Part of Series
A murder mystery featuring Anthony Gilbert's Liberal politician-detective Scott Egerton. It began with the theatre - and ended with drugs, blackmail and a decades old crime... Classic crime from one of the greats of the Detection Club Major John Hillier, a well-known clubman, is found dead in his flat in Upper Paulton Terrace early one morning in rather peculiar circumstances. The discovery is made by a servant, upon whom a certain amount of suspicion falls. Inspector Field traces the dead man’s movements on the previous night and learns that, after breaking up a dinner-party in a somewhat unconventional fashion, he travelled some distance to a remote suburban theatre to see a leading lady whom he cannot even identify by sight. Following up certain clues and deductions of his own, Field discovers the reason for this strange course of action, and tracing back the dead man’s history over a number of years, finds himself entangled in a nest of underworld intrigue in England and on the Continent. Drugs, blackmail and a crime many years old all play their part in an affair that, starting without sensation, attains universal attention. The congruent parts of the mystery are finally put together by Field and Scott Egerton, who, entering the case late in its development, is able to supply the final link. 'No author is more skilled at making a good story seem brilliant'~Sunday Express
Author

Anthony Gilbert was the pen name of Lucy Malleson an English crime writer. She also wrote non-genre fiction as Anne Meredith , under which name she also published one crime novel. She also wrote an autobiography under the Meredith name, Three-a-Penny (1940). Her parents wanted her to be a schoolteacher but she was determined to become a writer.
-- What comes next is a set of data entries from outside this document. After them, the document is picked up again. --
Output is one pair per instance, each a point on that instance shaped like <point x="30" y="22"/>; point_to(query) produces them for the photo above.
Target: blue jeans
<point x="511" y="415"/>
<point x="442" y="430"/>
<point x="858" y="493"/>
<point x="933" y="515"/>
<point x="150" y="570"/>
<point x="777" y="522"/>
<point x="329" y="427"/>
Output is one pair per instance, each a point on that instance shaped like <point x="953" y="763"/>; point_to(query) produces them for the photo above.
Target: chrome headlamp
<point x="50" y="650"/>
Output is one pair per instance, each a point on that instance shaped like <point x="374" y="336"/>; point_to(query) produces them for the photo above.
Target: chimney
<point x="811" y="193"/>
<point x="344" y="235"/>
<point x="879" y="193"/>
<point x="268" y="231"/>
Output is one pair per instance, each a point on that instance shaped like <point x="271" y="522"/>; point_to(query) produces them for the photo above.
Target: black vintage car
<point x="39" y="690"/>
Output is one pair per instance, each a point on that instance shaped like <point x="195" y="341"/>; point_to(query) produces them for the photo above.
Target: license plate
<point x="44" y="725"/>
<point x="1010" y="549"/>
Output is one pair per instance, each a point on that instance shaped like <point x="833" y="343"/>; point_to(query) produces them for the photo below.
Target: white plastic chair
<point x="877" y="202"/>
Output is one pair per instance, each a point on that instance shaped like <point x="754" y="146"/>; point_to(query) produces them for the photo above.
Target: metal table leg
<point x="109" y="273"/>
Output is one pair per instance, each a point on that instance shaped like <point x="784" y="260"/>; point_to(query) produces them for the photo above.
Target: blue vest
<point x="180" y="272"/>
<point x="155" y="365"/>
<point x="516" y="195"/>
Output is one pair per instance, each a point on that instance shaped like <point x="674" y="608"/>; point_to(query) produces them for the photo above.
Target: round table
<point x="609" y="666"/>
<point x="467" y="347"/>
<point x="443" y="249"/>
Her first mystery novel followed a visit to the theatre when she saw The Cat and the Canary then, Tragedy at Freyne, featuring Scott Egerton who later appeared in 10 novels, was published in 1927. She adopted the pseudonym Anthony Gilbert to publish detective novels which achieved great success and made her a name in British detective literature, although many of her readers had always believed that they were reading a male author. She went on to publish 69 crime novels, 51 of which featured her best known character, Arthur Crook. She also wrote more than 25 radio plays, which were broadcast in Great Britain and overseas. Crook is a vulgar London lawyer totally (and deliberately) unlike the aristocratic detectives who dominated the mystery field when Gilbert introduced him, such as Lord Peter Wimsey. Instead of dispassionately analyzing a case, he usually enters it after seemingly damning evidence has built up against his client, then conducts a no-holds-barred investigation of doubtful ethicality to clear him or her. The first Crook novel, Murder by Experts, was published in 1936 and was immediately popular. The last Crook novel, A Nice Little Killing, was published in 1974. Her thriller The Woman in Red (1941) was broadcast in the United States by CBS and made into a film in 1945 under the title My Name is Julia Ross. She never married, and evidence of her feminism is elegantly expressed in much of her work.